PESQUISA AMERICANA DIZ QUE É POSSÍVEL FICAR VICIADO EM CELULAR

Estudos ainda são recentes, mas já existem alguns indícios que ajudam a descobrir o possível vício como, por exemplo, verificar mensagens mais que o necessário ou suar frio quando está longe do aparelho.
Usar o celular para falar, mandar mensagem ou entrar na internet de qualquer lugar, a qualquer momento não é novidade. Já são 217 milhões de aparelhos para pouco mais de 190 milhões de brasileiros.
A analista de sistemas Jaqueline Alves Pereira usa o aparelho para tudo. “Para entrar no Facebook, para fazer pesquisa de trabalho, desde o profissional até o lazer. Não vivo sem”.
Ela não é a única. O psicólogo coordenador dos estudos sobre vício em internet, do Hospital das Clínicas de São Paulo, Cristiano Nabuco, conta que há várias pesquisas em andamento sobre vício em celular. Uma delas indica que 20% das pessoas, que possuem um aparelho, são viciadas nele.
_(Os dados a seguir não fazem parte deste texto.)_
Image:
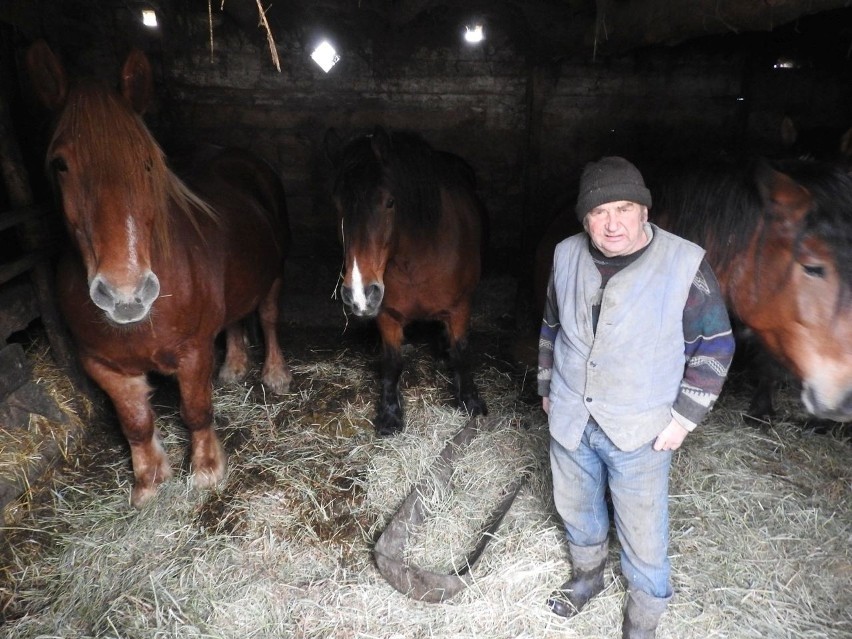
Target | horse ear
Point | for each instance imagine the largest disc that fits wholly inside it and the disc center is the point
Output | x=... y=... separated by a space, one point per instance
x=137 y=83
x=846 y=144
x=47 y=75
x=381 y=144
x=783 y=198
x=332 y=145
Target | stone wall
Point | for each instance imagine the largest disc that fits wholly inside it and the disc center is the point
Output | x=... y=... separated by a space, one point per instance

“Independentemente de considerarmos ou não um novo transtorno psiquiátrico o fato é que nós temos observado um aumento muito significativo um aumento importante de pessoas que não conseguem se desvencilhar de seu aparelho”.
Os especialistas começam a entender porque esses casos acontecem. Um estudo americano diz que quando uma pessoa recebe um torpedo, uma mensagem na rede social ou um e-mail, ela se sente mais importante, e isso dá uma sensação de alegria. Depois de um tempo, verificar a todo instante se chegou algo novo vira uma ação automática: um vício.
Se você:
- Verifica as mensagens mais que o necessário, algumas vezes até sem perceber;
- Incomoda outras pessoas, que reclamam do uso excessivo do aparelho;
- Fica suando frio quando está longe do celular ou quando a bateria acaba;
- Resolve problemas, como terminar relacionamentos, pelo celular em vez de pessoalmente.
Pode ser que você esteja ficando viciado e que precise de terapia. É possível usar muito o aparelho sem depender dele.
O analista de sistemas Salvador dos Anjos Costa é um exemplo: o cargo dele o obriga a ficar à disposição do trabalho 24 horas por dia. Por isso, ele fica de olho nas mensagens até na hora de jantar com a família.
“Não sou viciado, uso por necessidade, mas se pudesse não usar pode ter certeza viu, sinto saudade da época do bip”.